Death had come, it had gone. Life moved on.
Hawkspar
I stood in a pool of darkness, as if at the bottom of a deep well. Above me, I could see light, but nothing I could do would let me reach the light, escape the deep pit, or move in any direction. I was bound after a fashion that I could not discover, and helple
ss, and I knew that I was not alone.
“You belong to me,” a voice said very close to me. “You wear my Eyes, you are my slave. You have opened the door to me, and welcomed me in, and now I claim you, flesh and bone and sinew, mind and magic. I own you, and you cannot deny me what is rightfully mine.”
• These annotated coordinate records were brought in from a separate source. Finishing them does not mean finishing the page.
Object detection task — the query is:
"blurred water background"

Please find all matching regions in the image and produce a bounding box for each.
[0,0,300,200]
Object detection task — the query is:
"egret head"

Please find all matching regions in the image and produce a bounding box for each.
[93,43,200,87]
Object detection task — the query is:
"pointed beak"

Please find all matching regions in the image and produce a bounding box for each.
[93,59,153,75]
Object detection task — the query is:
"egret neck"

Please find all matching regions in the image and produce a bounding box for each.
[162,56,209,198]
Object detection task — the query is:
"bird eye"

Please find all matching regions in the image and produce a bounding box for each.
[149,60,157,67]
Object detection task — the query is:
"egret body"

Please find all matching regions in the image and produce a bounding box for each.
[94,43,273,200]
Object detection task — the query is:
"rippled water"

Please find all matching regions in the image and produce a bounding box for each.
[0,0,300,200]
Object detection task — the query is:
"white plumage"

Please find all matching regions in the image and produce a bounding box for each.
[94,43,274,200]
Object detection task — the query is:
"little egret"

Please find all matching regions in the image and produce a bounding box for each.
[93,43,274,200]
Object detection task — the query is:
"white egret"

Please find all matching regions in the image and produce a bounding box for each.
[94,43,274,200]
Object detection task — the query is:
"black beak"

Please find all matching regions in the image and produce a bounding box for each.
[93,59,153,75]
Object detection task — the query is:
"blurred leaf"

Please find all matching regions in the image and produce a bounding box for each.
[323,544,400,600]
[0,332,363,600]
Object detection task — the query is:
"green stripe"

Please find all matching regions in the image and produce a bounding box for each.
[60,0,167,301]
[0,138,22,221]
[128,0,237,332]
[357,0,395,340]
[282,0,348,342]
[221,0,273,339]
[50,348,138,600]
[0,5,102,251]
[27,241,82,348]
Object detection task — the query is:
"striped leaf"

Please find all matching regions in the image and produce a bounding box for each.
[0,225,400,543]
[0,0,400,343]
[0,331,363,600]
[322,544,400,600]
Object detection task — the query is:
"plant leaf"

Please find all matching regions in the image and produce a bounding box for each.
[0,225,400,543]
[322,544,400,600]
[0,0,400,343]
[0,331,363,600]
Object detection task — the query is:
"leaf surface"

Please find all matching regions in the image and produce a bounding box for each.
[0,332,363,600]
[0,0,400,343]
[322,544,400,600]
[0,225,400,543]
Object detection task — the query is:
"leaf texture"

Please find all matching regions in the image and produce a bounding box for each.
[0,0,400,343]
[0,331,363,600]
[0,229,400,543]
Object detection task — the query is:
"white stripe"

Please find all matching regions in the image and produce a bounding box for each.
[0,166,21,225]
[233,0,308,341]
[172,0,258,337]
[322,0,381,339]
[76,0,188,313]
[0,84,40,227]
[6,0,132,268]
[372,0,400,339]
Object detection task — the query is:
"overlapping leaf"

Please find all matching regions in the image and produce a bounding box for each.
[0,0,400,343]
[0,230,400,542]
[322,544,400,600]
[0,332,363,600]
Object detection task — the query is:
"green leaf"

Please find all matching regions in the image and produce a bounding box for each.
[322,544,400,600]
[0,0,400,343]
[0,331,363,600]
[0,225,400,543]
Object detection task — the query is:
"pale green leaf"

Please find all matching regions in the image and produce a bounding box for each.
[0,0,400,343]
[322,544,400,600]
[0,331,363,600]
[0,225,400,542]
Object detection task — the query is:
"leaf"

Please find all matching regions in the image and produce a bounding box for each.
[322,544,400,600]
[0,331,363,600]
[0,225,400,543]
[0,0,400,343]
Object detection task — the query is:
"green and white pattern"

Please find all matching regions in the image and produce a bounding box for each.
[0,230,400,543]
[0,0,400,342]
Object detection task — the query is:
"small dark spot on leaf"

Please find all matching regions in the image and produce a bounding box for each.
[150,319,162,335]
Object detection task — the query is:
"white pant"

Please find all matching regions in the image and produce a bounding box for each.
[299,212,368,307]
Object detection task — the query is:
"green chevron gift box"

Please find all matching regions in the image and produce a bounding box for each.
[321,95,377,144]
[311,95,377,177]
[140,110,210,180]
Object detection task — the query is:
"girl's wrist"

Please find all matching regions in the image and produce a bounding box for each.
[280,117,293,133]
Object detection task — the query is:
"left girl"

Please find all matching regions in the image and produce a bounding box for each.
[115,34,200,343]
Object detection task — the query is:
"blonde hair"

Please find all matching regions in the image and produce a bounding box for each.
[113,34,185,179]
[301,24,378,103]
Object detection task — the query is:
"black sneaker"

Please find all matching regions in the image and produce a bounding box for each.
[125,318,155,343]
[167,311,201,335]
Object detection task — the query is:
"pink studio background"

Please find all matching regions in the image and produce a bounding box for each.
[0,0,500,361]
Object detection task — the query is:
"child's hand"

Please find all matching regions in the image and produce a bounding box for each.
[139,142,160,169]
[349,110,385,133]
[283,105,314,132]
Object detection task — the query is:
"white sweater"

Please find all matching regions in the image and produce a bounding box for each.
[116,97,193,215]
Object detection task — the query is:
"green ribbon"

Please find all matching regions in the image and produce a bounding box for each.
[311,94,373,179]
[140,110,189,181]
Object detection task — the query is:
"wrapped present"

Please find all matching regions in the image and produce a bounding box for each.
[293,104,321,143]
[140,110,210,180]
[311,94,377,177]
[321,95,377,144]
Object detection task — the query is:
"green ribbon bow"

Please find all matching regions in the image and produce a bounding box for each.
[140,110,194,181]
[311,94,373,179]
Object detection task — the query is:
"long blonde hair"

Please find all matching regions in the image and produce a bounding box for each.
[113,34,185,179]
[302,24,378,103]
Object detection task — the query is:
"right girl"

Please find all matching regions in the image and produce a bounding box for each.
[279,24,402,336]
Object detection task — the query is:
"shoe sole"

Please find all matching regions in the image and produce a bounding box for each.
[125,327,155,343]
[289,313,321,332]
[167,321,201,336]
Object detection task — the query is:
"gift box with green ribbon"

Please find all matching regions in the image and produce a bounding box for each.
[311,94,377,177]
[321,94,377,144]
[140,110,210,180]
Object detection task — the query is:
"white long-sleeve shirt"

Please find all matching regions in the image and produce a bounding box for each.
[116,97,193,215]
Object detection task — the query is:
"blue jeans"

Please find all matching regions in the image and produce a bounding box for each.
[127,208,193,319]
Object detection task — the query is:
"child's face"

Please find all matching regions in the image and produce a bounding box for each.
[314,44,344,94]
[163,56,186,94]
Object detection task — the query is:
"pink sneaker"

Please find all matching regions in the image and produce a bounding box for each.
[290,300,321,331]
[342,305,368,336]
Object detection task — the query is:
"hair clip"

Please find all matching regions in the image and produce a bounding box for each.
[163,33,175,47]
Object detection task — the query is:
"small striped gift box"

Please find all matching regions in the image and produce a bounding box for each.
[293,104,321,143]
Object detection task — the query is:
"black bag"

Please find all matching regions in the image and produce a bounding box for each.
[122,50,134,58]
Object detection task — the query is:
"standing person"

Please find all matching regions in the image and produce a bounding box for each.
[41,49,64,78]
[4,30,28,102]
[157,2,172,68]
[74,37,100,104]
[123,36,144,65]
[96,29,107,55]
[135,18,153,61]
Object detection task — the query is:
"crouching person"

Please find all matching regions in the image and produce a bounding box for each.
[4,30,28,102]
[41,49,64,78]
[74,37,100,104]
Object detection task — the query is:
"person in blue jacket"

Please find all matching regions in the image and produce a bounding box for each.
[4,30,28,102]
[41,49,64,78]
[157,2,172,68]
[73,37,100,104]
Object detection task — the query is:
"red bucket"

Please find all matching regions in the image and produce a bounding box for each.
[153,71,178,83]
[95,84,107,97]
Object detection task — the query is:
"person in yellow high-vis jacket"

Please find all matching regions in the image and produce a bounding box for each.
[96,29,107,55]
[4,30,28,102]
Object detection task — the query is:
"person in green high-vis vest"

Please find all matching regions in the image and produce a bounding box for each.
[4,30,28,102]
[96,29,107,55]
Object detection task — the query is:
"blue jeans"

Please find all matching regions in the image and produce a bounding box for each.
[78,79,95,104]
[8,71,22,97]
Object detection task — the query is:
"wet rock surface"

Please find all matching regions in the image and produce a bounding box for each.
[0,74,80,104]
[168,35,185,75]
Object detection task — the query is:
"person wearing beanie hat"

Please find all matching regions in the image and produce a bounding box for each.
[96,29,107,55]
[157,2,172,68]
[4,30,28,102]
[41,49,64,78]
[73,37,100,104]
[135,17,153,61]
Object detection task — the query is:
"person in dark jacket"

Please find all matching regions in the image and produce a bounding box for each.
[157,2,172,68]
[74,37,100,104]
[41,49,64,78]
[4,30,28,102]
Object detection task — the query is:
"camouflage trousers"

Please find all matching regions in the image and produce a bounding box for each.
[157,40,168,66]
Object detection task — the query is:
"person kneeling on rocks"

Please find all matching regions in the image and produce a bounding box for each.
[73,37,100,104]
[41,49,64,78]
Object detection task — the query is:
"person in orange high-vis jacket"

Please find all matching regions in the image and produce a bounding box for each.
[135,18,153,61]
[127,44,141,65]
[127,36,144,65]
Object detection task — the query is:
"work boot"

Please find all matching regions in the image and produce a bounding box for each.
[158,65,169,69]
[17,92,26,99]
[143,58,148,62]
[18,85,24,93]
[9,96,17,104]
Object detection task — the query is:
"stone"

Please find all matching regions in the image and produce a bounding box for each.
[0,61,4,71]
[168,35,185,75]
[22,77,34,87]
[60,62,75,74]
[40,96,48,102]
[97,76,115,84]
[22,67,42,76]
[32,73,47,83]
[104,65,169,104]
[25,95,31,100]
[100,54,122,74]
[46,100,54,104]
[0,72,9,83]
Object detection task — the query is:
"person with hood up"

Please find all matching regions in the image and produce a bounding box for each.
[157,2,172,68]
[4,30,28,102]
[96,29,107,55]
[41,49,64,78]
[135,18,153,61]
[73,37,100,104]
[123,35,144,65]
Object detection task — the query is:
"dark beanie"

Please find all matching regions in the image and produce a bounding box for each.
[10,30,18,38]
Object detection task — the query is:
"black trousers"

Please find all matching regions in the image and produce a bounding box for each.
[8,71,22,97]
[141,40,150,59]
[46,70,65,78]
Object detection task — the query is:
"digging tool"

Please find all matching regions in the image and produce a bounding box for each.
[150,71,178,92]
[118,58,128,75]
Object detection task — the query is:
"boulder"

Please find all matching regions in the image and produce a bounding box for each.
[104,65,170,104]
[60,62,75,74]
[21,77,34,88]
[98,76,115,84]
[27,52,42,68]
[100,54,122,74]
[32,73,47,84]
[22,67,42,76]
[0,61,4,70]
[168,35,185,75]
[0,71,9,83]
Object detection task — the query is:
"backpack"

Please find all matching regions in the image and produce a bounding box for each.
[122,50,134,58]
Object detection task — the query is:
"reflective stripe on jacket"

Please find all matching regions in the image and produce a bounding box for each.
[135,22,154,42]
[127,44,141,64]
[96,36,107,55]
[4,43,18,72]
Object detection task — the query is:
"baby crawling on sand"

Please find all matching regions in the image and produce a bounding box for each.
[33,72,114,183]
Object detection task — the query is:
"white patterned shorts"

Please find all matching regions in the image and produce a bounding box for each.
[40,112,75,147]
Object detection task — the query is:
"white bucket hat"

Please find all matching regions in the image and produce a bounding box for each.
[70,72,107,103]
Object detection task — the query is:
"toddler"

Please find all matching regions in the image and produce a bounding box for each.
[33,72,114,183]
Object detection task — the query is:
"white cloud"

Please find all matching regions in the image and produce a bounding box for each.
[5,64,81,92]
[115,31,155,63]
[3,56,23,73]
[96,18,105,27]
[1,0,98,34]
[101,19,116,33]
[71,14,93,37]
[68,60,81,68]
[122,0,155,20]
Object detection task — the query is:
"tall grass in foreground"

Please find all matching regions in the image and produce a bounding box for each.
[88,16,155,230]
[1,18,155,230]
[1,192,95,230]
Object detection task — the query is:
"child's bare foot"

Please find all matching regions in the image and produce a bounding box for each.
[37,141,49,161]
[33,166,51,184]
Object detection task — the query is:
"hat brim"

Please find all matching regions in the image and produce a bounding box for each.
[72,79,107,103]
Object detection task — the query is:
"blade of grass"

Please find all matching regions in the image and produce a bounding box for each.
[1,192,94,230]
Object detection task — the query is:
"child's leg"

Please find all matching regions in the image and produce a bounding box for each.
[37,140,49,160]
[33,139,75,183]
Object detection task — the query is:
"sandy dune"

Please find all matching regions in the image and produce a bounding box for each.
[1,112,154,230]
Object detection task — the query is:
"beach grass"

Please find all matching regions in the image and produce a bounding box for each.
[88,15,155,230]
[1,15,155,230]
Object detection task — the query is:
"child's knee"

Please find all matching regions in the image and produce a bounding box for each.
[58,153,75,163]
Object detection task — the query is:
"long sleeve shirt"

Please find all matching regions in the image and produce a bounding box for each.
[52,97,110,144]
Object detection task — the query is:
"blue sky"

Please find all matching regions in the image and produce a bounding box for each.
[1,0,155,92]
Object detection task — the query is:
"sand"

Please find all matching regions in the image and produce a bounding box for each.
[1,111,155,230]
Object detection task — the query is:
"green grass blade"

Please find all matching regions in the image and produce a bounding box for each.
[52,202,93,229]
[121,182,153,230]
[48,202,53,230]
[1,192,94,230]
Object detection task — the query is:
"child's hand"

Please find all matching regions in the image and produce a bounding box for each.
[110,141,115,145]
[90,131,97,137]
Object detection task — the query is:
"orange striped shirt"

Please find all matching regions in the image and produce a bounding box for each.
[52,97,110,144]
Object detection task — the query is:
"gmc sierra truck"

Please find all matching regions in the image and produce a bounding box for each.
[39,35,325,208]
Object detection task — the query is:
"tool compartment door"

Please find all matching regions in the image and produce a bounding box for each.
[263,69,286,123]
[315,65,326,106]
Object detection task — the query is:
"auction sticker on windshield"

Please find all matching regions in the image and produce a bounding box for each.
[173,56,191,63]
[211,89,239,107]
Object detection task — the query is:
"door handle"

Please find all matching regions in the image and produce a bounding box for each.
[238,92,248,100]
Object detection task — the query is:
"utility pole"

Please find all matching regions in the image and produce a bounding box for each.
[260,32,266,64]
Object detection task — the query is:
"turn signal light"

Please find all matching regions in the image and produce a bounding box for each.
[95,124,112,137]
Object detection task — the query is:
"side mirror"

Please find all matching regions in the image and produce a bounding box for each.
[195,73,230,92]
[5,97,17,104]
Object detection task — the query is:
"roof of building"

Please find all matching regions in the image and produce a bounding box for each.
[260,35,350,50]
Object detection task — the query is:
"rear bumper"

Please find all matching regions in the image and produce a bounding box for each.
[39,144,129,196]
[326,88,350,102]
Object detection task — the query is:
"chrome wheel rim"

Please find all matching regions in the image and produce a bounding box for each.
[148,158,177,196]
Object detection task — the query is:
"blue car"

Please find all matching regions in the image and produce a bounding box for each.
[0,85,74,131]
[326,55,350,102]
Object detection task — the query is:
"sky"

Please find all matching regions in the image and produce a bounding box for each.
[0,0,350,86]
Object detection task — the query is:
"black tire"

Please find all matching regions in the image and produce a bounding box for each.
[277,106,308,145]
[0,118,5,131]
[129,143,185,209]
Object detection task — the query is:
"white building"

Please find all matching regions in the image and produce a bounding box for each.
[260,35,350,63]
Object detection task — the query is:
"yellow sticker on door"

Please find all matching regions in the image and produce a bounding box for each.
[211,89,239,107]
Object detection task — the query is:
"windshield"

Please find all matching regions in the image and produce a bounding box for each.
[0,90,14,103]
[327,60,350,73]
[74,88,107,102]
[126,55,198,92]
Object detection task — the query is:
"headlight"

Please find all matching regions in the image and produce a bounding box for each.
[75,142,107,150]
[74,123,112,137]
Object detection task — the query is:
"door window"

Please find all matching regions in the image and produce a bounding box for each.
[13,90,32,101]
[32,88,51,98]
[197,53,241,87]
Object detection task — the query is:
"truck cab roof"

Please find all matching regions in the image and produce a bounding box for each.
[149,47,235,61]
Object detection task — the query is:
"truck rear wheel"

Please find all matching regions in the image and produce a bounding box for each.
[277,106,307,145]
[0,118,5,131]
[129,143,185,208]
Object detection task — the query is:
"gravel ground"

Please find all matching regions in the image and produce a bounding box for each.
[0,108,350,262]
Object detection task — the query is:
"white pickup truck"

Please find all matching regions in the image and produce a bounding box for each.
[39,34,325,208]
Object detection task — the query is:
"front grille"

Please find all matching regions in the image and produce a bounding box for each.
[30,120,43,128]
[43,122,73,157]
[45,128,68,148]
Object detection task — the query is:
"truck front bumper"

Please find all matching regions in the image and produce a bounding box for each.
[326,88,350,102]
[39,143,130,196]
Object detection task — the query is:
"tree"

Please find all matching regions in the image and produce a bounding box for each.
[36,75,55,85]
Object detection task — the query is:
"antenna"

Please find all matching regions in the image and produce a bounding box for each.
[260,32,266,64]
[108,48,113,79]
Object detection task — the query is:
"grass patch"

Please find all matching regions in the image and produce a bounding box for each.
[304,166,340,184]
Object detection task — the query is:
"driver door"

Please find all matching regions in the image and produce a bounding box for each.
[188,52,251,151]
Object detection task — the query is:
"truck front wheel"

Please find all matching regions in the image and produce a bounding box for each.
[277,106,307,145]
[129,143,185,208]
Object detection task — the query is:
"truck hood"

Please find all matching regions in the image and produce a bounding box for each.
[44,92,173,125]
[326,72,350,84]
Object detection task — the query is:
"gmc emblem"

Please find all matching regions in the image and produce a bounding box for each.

He laughed, and I shivered. I heard madness in his laugh, and evil.
And then he was upon me, a spirit, but thick as liquid mud, pushing into my nose, my mouth, my ears, between my legs, forcing the air from my lungs, strangling me, choking me.
I flailed. I fought him, not with the art of an Ossalene warrior, but with the panicked, useless strugglings of a child overpowered by a monster.
He was in me, around me, filling me, and I was dying. Dying.
Light poured around us, and in the light, he began to thin. To melt off.
I dared to look around, to see what weakened him.
I was in the meadow, with the flowers, the horses, the woman dressed in white who stood far away, watching.
Ossal, for I knew he was Ossal, began to sizzle like water poured on a hot griddle. He began to scream. “Mine,” he shrieked. “She is mine.”
“She is Ethebet’s,” the woman in white said.
They were both gone. I lay in the bunk in the passenger quarters of the Taag av Sookyn, crowded next to Redbird, in a room filled with others who all slept with varying degrees of noise. My throat hurt on the outside. My nostrils and ears ached. The place between my legs was a throbbing agony.
I tried to tell myself that it had been a dream, that in opening the gate that had separated me from Ossal, I had not released something that had the power to physically destroy me.
But I ran my fingers lightly over the skin of my throat, and I could feel places so tender they seemed likely to bruise. It had been no dream.